Fig. 2: Functionally inactivated UXS1 requires reactivation by a UDP-4-keto sugar when H6PD is highly active.
From: A missing enzyme-rescue metabolite as cause of a rare skeletal dysplasia
a, Working hypothesis: an abortive catalytic cycle of UXS1 leads to the inactivation of the enzyme, which is counteracted by UDP-4-keto sugars. The decarboxylation of UDP-glucuronate by UXS1 depends on the oxidation of the C4 hydroxyl group using a tightly bound NAD+. This generates NADH and a UDP-4-ketoxylose intermediate. Normally, formation of UDP-xylose regenerates NAD+, preparing the enzyme for another cycle. Infrequently, the intermediate dissociates from the catalytic pocket, leaving UXS1 bound to NADH and inactive. We hypothesized that UDP-4-keto sugars restore activity by facilitating the oxidation of enzyme-bound NADH to NAD+. Loss of the cofactor can also yield an inactive apoenzyme, but reactivation by NAD+ binding is limited by the low NAD+/NADH ratio in the endoplasmic reticulum maintained by H6PD. b, Schematic of the experiment to test whether UDP-4-ketoxylose produced by ArnA can reactivate UXS1. c–f, ArnA expression rescues UDP-xylose synthesis in TGDS-KO cells, but not in UXS1-KO cells. UDP-xylose (c,e), UDP-glucuronate (d,f) were quantified by LC–MS in parental 293T (c,d) and HAP1 (e,f) cells, and in TGDS-KO or UXS1-KO clones transduced with a lentivirus expressing ArnA or an empty vector. ND, not determined. g, Experiment exploring the role of H6PD in UXS1 dependency on TGDS. h–k, H6PD modulates UXS1 dependency on TGDS. In HAP1 cells, CRISPR–Cas9-mediated H6PD knockdown (using two different guide RNAs (gRNAs) versus control gRNA (−)) reduces the effect of TGDS deficiency on UXS1 function (h,i). In U2OS cells, H6PD overexpression (+) makes UXS1 activity dependent on TGDS (j,k). −, empty vector control.
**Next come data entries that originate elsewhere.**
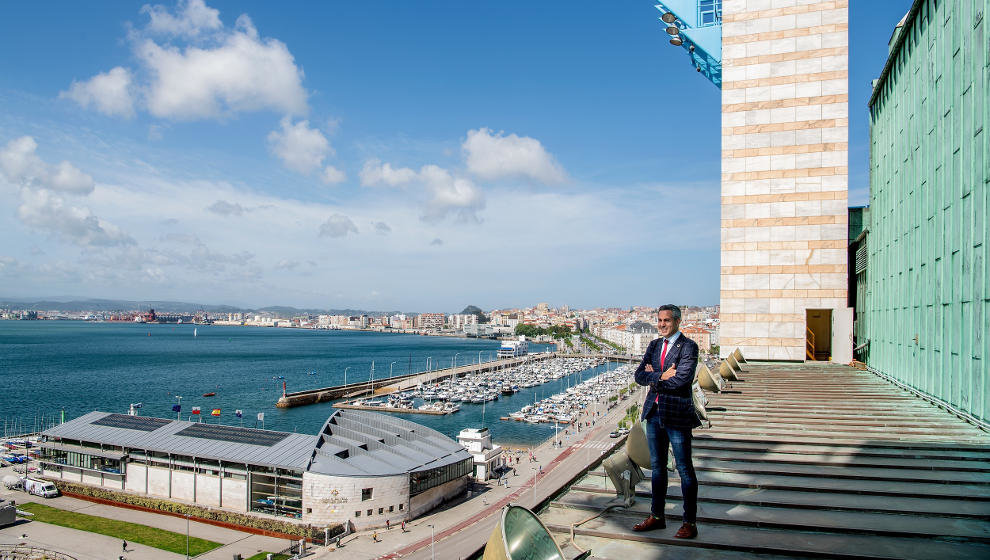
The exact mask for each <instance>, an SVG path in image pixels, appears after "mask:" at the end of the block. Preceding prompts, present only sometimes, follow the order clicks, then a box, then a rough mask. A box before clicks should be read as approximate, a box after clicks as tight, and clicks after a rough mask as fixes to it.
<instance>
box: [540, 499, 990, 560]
mask: <svg viewBox="0 0 990 560" xmlns="http://www.w3.org/2000/svg"><path fill="white" fill-rule="evenodd" d="M589 516H590V513H589V512H588V511H587V510H583V509H573V508H560V507H550V508H548V509H547V510H546V511H544V512H543V513H541V515H540V517H541V519H542V520H543V522H544V523H545V524H546V525H547V528H548V529H550V531H551V532H555V533H558V534H565V533H569V532H570V530H571V525H572V524H574V523H577V522H579V521H582V520H584V519H586V518H587V517H589ZM641 520H642V518H636V517H635V516H630V515H619V514H614V513H611V512H610V513H606V514H604V515H602V516H600V517H598V518H596V519H593V520H591V521H588V522H587V523H585V524H583V525H582V526H580V527H578V528H577V529H575V534H577V535H589V536H594V537H606V538H611V539H621V540H629V541H638V542H640V543H649V544H653V545H664V547H666V546H670V547H691V548H701V549H715V550H729V551H742V552H751V553H758V554H779V555H785V556H802V557H812V558H834V559H842V560H846V559H849V560H852V559H862V558H868V559H890V560H895V559H896V560H972V559H974V558H987V557H990V546H987V545H983V544H980V543H971V542H967V543H961V542H952V541H945V540H939V539H917V538H897V537H883V536H877V535H861V534H837V533H831V532H829V533H820V532H804V531H788V530H783V529H773V528H759V529H758V530H754V528H753V527H747V526H740V525H728V524H721V523H713V524H701V525H699V527H698V530H699V535H698V538H697V539H693V540H690V541H685V540H682V539H675V538H674V532H675V531H676V530H677V527H678V526H679V525H678V524H676V523H671V524H669V525H668V527H667V529H663V530H658V531H651V532H648V533H634V532H632V530H631V529H630V527H631V526H632V525H633V524H634V523H636V522H638V521H641ZM657 550H659V549H657Z"/></svg>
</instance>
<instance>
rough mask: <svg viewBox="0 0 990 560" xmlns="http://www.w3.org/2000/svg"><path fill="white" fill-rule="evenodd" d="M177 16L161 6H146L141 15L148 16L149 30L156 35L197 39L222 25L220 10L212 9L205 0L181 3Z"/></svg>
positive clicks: (180, 4)
mask: <svg viewBox="0 0 990 560" xmlns="http://www.w3.org/2000/svg"><path fill="white" fill-rule="evenodd" d="M176 12H177V13H176V15H172V14H171V13H170V12H169V10H168V8H166V7H165V6H162V5H160V4H155V5H154V6H149V5H147V4H145V5H144V6H143V7H142V8H141V13H146V14H148V17H149V18H150V21H149V22H148V29H149V30H150V31H152V32H155V33H167V34H171V35H184V36H188V37H195V36H197V35H199V34H200V33H202V32H203V31H212V30H217V29H220V28H221V27H223V24H222V23H220V10H216V9H213V8H210V7H208V6H207V5H206V3H205V2H204V1H203V0H185V1H182V0H180V1H179V5H178V9H177V10H176Z"/></svg>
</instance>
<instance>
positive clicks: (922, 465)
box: [693, 447, 990, 473]
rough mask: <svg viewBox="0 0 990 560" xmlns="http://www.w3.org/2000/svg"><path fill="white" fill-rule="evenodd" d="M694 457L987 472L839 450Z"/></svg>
mask: <svg viewBox="0 0 990 560" xmlns="http://www.w3.org/2000/svg"><path fill="white" fill-rule="evenodd" d="M693 457H694V458H696V459H708V460H722V461H732V462H739V463H744V462H765V463H773V464H791V465H818V466H847V467H858V468H888V469H911V470H922V471H925V470H930V471H959V472H979V473H990V463H986V462H982V461H955V460H950V459H932V458H929V457H925V458H920V459H912V458H906V457H886V458H881V457H862V456H856V455H848V454H839V453H827V452H826V453H818V454H811V453H804V454H800V455H798V454H794V453H777V452H767V451H757V452H749V451H743V450H739V449H729V450H724V449H710V448H699V447H694V448H693Z"/></svg>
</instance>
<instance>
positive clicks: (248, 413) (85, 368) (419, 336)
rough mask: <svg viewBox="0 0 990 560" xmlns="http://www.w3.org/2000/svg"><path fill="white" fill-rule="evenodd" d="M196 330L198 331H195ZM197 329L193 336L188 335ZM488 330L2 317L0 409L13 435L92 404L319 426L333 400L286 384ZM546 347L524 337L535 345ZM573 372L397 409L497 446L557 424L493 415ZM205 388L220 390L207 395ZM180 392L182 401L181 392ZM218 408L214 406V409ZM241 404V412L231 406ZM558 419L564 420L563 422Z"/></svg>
mask: <svg viewBox="0 0 990 560" xmlns="http://www.w3.org/2000/svg"><path fill="white" fill-rule="evenodd" d="M194 329H195V331H194ZM194 332H195V336H194ZM498 347H499V342H498V341H495V340H484V339H467V338H453V337H437V336H421V335H408V334H396V333H378V332H363V331H326V330H310V329H286V328H265V327H231V326H208V325H191V324H190V325H186V324H180V325H171V324H164V325H159V324H143V323H95V322H82V321H0V419H2V420H3V421H4V423H5V429H6V432H7V433H8V434H12V433H17V432H29V431H33V430H35V429H38V428H40V427H43V426H49V425H51V424H52V423H53V422H56V423H57V422H58V421H59V420H60V419H61V418H62V415H63V413H64V418H65V419H66V420H70V419H72V418H75V417H77V416H81V415H83V414H86V413H87V412H91V411H93V410H100V411H104V412H118V413H127V412H128V410H129V408H130V405H131V404H137V403H140V408H138V409H137V411H138V413H139V414H140V415H142V416H157V417H161V418H175V417H176V413H175V412H172V405H174V404H179V403H181V409H182V410H181V412H180V414H181V417H182V419H183V420H188V419H190V417H191V416H190V414H191V412H192V409H193V407H195V406H198V407H200V410H201V414H200V415H199V417H198V418H197V417H196V416H192V419H194V420H202V421H203V422H209V423H218V422H219V423H221V424H228V425H233V426H244V427H251V428H254V427H259V428H260V427H262V423H261V422H259V421H258V420H257V418H258V414H259V413H263V414H264V424H263V427H264V428H266V429H271V430H283V431H293V432H300V433H307V434H315V433H317V432H318V431H319V429H320V428H321V427H322V425H323V423H324V422H325V421H326V419H327V417H329V416H330V414H332V413H333V411H334V410H335V409H334V408H333V406H332V404H331V403H319V404H313V405H307V406H301V407H297V408H290V409H279V408H276V407H275V403H276V401H277V400H278V398H279V396H281V393H282V383H283V382H284V383H285V385H286V387H287V390H288V391H289V392H293V391H301V390H305V389H315V388H319V387H329V386H335V385H341V384H343V383H344V375H345V369H346V375H347V382H348V383H354V382H357V381H367V380H369V378H370V376H371V368H372V362H374V376H375V379H380V378H382V377H388V376H389V374H390V373H391V374H392V375H402V374H405V373H414V372H420V371H425V370H426V369H427V367H428V366H430V367H432V368H433V369H437V368H449V367H450V366H451V364H452V363H454V361H455V360H456V364H457V365H467V364H471V363H477V362H478V360H479V359H480V360H481V361H489V360H492V359H493V358H494V357H495V354H496V352H497V350H498ZM545 349H547V346H546V345H541V344H531V345H530V351H531V352H540V351H543V350H545ZM616 365H617V364H615V363H613V364H611V365H610V366H605V365H603V366H600V367H598V368H595V369H593V370H585V371H582V372H577V373H575V374H573V375H570V376H568V377H564V378H562V379H559V380H556V381H551V382H549V383H545V384H543V385H540V386H537V387H532V388H527V389H520V390H519V391H517V392H516V393H515V394H514V395H509V396H505V395H503V396H501V397H500V398H499V400H497V401H493V402H489V403H486V404H485V405H481V404H468V403H461V410H460V412H457V413H454V414H450V415H446V416H431V415H424V414H402V415H399V416H401V417H403V418H406V419H408V420H412V421H413V422H418V423H420V424H423V425H426V426H429V427H431V428H433V429H435V430H438V431H440V432H441V433H443V434H445V435H447V436H450V437H456V436H457V434H458V432H460V430H461V429H463V428H466V427H475V428H480V427H484V426H486V427H488V428H489V429H491V430H492V434H493V437H494V438H495V440H496V441H498V442H500V443H503V444H516V445H532V444H535V443H538V442H540V441H543V440H545V439H547V438H548V437H550V436H551V435H552V434H553V433H554V429H555V428H554V425H553V424H528V423H525V422H515V421H504V420H499V418H500V417H503V416H508V415H509V414H510V413H511V412H515V411H517V410H519V409H520V408H522V407H523V406H525V405H526V404H531V403H533V402H534V401H535V400H538V399H542V398H544V397H548V396H550V395H552V394H554V393H558V392H560V391H563V390H565V389H566V388H567V387H568V386H569V385H575V384H577V383H579V382H580V381H581V380H584V379H588V378H589V377H591V376H592V375H594V374H596V373H601V372H602V371H604V370H605V368H606V367H609V368H612V367H615V366H616ZM205 393H216V396H214V397H204V396H202V395H203V394H205ZM180 396H181V397H182V399H181V400H180V399H178V397H180ZM214 409H220V416H219V417H214V416H212V415H211V412H212V411H213V410H214ZM236 410H241V411H242V417H241V418H237V417H236V416H235V411H236ZM560 429H561V430H563V429H564V427H563V426H561V427H560Z"/></svg>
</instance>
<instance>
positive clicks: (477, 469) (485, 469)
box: [457, 428, 506, 482]
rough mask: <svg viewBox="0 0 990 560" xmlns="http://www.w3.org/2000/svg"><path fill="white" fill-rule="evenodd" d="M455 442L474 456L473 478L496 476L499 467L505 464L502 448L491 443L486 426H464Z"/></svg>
mask: <svg viewBox="0 0 990 560" xmlns="http://www.w3.org/2000/svg"><path fill="white" fill-rule="evenodd" d="M457 443H460V444H461V445H463V446H464V448H465V449H467V450H468V452H469V453H471V456H472V457H474V478H475V479H476V480H480V481H482V482H484V481H486V480H488V479H489V478H495V477H497V476H498V471H499V469H501V468H503V467H505V466H506V458H505V453H504V450H503V449H502V448H501V447H500V446H498V445H494V444H493V443H492V433H491V431H490V430H489V429H488V428H464V429H463V430H461V433H460V434H458V435H457Z"/></svg>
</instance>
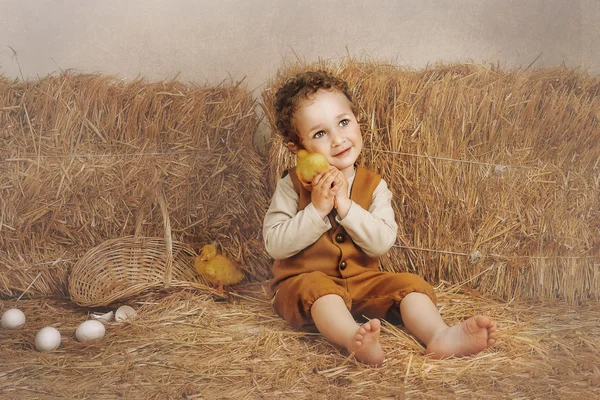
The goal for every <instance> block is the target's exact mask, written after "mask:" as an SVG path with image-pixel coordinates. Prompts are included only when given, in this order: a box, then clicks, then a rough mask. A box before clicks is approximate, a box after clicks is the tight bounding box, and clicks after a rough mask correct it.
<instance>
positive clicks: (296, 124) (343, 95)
mask: <svg viewBox="0 0 600 400" xmlns="http://www.w3.org/2000/svg"><path fill="white" fill-rule="evenodd" d="M293 122H294V124H295V126H296V129H297V131H298V136H299V137H300V143H301V147H298V146H297V145H296V144H295V143H292V142H290V143H288V148H289V149H290V150H291V151H293V152H294V153H296V152H297V151H298V150H300V149H301V148H305V149H306V150H308V151H309V152H311V153H321V154H323V155H325V157H327V160H328V161H329V164H330V165H333V166H334V167H336V168H337V169H339V170H340V171H341V172H342V173H343V174H344V175H345V176H346V177H350V176H351V175H352V173H353V172H354V163H355V162H356V159H357V158H358V156H359V155H360V152H361V150H362V134H361V133H360V126H359V125H358V121H357V120H356V116H355V115H354V113H353V112H352V107H351V104H350V101H349V100H348V99H347V98H346V96H345V95H344V94H343V93H342V92H340V91H338V90H331V91H330V90H324V89H319V90H318V91H317V92H316V93H315V94H314V95H312V96H310V97H309V98H308V99H306V100H303V101H302V102H301V103H300V106H299V107H298V110H296V112H295V113H294V121H293Z"/></svg>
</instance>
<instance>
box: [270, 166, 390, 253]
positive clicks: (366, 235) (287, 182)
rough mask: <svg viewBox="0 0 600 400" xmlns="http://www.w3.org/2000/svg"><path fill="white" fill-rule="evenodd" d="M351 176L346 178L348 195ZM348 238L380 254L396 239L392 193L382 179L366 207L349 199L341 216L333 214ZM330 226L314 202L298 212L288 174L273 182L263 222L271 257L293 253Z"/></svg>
mask: <svg viewBox="0 0 600 400" xmlns="http://www.w3.org/2000/svg"><path fill="white" fill-rule="evenodd" d="M354 177H355V175H352V177H351V178H349V179H348V196H350V191H351V189H352V184H353V182H354ZM336 221H337V222H338V223H339V224H340V225H342V226H343V227H344V229H345V230H346V232H348V234H349V235H350V237H351V238H352V240H353V241H354V242H355V243H356V244H357V245H358V246H359V247H360V248H361V249H363V251H364V252H365V253H366V254H367V255H369V256H371V257H375V256H380V255H382V254H384V253H385V252H386V251H388V250H389V249H390V247H392V245H393V244H394V242H395V241H396V233H397V230H398V225H397V224H396V220H395V218H394V210H393V209H392V192H391V191H390V190H389V189H388V187H387V183H386V182H385V181H384V180H383V179H382V180H381V182H380V183H379V185H378V186H377V188H376V189H375V191H374V192H373V201H372V203H371V206H370V207H369V209H368V210H365V209H364V208H362V207H361V206H359V205H358V204H356V203H355V202H352V204H351V206H350V210H349V211H348V214H347V215H346V217H345V218H343V219H340V218H339V216H338V217H336ZM329 229H331V223H330V222H329V220H328V219H327V218H324V219H322V218H321V217H320V216H319V214H318V213H317V210H316V209H315V207H314V205H313V204H312V203H311V204H309V205H308V206H307V207H306V208H305V209H304V210H301V211H298V194H297V193H296V191H295V190H294V186H293V184H292V179H291V178H290V177H289V175H286V176H285V177H284V178H282V179H280V180H279V182H277V188H276V189H275V193H274V194H273V198H272V199H271V204H270V205H269V209H268V211H267V214H266V215H265V220H264V223H263V238H264V241H265V247H266V249H267V252H268V253H269V255H270V256H271V257H273V258H274V259H276V260H281V259H284V258H288V257H291V256H293V255H294V254H296V253H298V252H300V251H301V250H303V249H305V248H306V247H308V246H310V245H311V244H313V243H314V242H316V241H317V240H318V239H319V237H321V235H323V234H324V233H325V232H327V231H328V230H329Z"/></svg>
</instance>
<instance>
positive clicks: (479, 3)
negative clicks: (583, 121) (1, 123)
mask: <svg viewBox="0 0 600 400" xmlns="http://www.w3.org/2000/svg"><path fill="white" fill-rule="evenodd" d="M598 21H600V1H598V0H421V1H419V0H379V1H378V0H373V1H343V0H329V1H327V0H322V1H316V0H307V1H301V0H280V1H274V0H254V1H252V0H246V1H244V0H204V1H178V0H163V1H160V0H121V1H116V0H103V1H92V0H85V1H84V0H64V1H48V0H46V1H42V0H0V73H2V74H4V75H7V76H11V77H16V76H19V74H20V73H19V71H18V68H17V64H16V62H15V60H14V59H13V58H12V51H11V50H10V49H9V48H8V47H7V46H11V47H12V48H14V49H15V50H16V51H17V53H18V60H19V62H20V64H21V68H22V71H23V74H24V76H25V77H35V76H36V75H45V74H48V73H51V72H53V71H57V70H60V69H67V68H73V69H76V70H79V71H83V72H102V73H108V74H115V75H117V76H120V77H123V78H126V79H130V78H134V77H136V76H137V75H142V76H145V77H148V78H150V79H152V80H158V79H164V78H171V77H174V76H176V75H177V74H178V73H179V79H181V80H183V81H186V82H187V81H192V82H197V83H204V82H210V83H214V82H219V81H221V80H223V79H227V78H228V77H229V76H230V75H231V76H232V77H233V78H234V79H235V80H239V79H241V78H243V77H244V76H245V77H246V81H247V83H248V88H250V89H256V88H260V86H261V85H262V84H264V82H265V81H266V80H267V79H268V78H269V77H271V76H272V75H273V74H274V73H275V71H277V69H278V68H279V67H280V66H281V65H282V62H283V61H285V60H287V61H293V60H294V59H295V57H296V55H297V56H299V57H301V58H303V59H306V60H308V61H312V60H316V59H317V58H318V57H321V58H325V59H330V58H333V59H338V58H340V57H343V56H344V55H346V54H347V51H349V53H350V54H352V55H354V56H368V57H374V58H379V59H384V60H389V61H392V62H395V63H398V64H401V65H406V66H411V67H421V66H424V65H426V64H427V63H435V62H437V61H468V60H473V61H475V62H481V61H492V62H499V63H500V64H501V65H502V66H505V67H517V66H522V67H526V66H527V65H529V64H530V63H531V62H532V61H534V60H535V59H536V58H537V57H538V56H539V58H538V60H537V61H536V63H535V65H536V66H550V65H560V64H562V63H565V64H566V65H568V66H578V67H582V68H583V69H585V70H587V71H589V72H590V73H592V74H598V73H600V50H599V49H600V45H598V43H600V28H599V25H600V24H598V23H597V22H598Z"/></svg>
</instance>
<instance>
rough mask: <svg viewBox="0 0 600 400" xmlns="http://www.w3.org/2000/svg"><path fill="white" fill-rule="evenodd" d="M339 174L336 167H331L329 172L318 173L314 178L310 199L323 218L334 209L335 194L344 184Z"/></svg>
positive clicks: (312, 184) (313, 178) (336, 193)
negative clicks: (341, 179) (336, 168)
mask: <svg viewBox="0 0 600 400" xmlns="http://www.w3.org/2000/svg"><path fill="white" fill-rule="evenodd" d="M338 174H339V171H338V170H337V169H336V168H335V167H329V170H328V171H327V172H325V173H322V174H318V175H316V176H315V177H314V178H313V180H312V191H311V195H310V199H311V201H312V203H313V205H314V206H315V209H316V210H317V212H318V213H319V216H320V217H321V218H325V217H326V216H327V214H329V213H330V212H331V210H332V209H333V204H334V199H335V196H336V194H337V193H338V191H339V190H340V186H341V185H342V182H341V181H340V179H339V175H338ZM347 185H348V182H347V181H346V187H347Z"/></svg>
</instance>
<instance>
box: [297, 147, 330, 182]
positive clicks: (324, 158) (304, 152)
mask: <svg viewBox="0 0 600 400" xmlns="http://www.w3.org/2000/svg"><path fill="white" fill-rule="evenodd" d="M297 156H298V165H296V173H297V174H298V178H300V180H301V181H304V182H306V183H310V182H311V181H312V180H313V178H314V177H315V175H317V174H320V173H322V172H326V171H327V170H328V169H329V162H328V161H327V157H325V156H324V155H323V154H320V153H309V152H308V151H306V150H298V154H297Z"/></svg>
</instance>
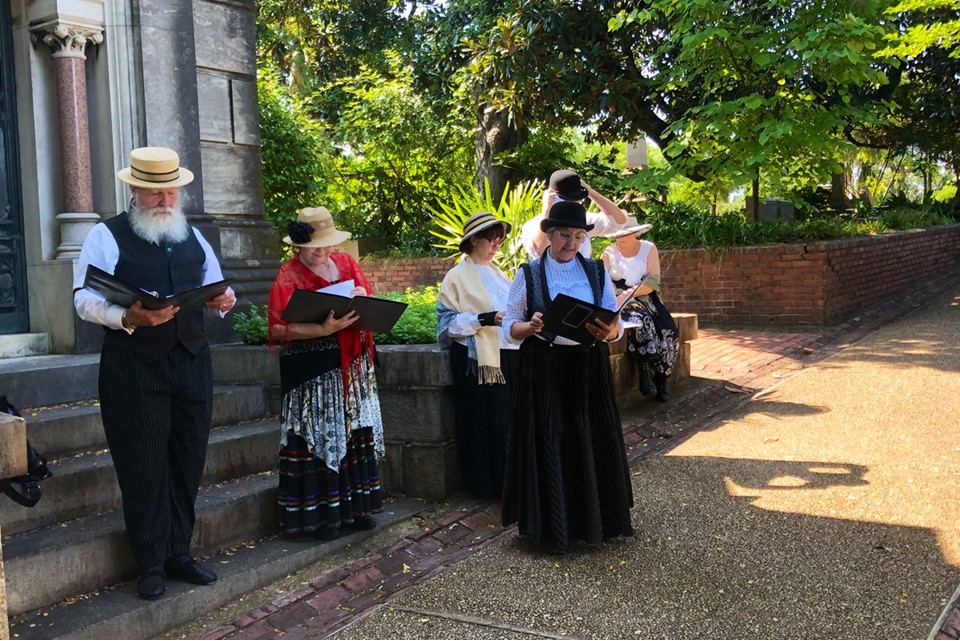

UDP-xylose (h,j) and UDP-glucuronate (i,k) were quantified by LC–MS. Data are mean ± s.d. of 3 independent experiments, each containing 3 biological replicates. Paired two-tailed Dunnett (c,d) or Sidak (e,f,i–k) post hoc testing of log-transformed data after one-way ANOVA. For exact P values see Source Data.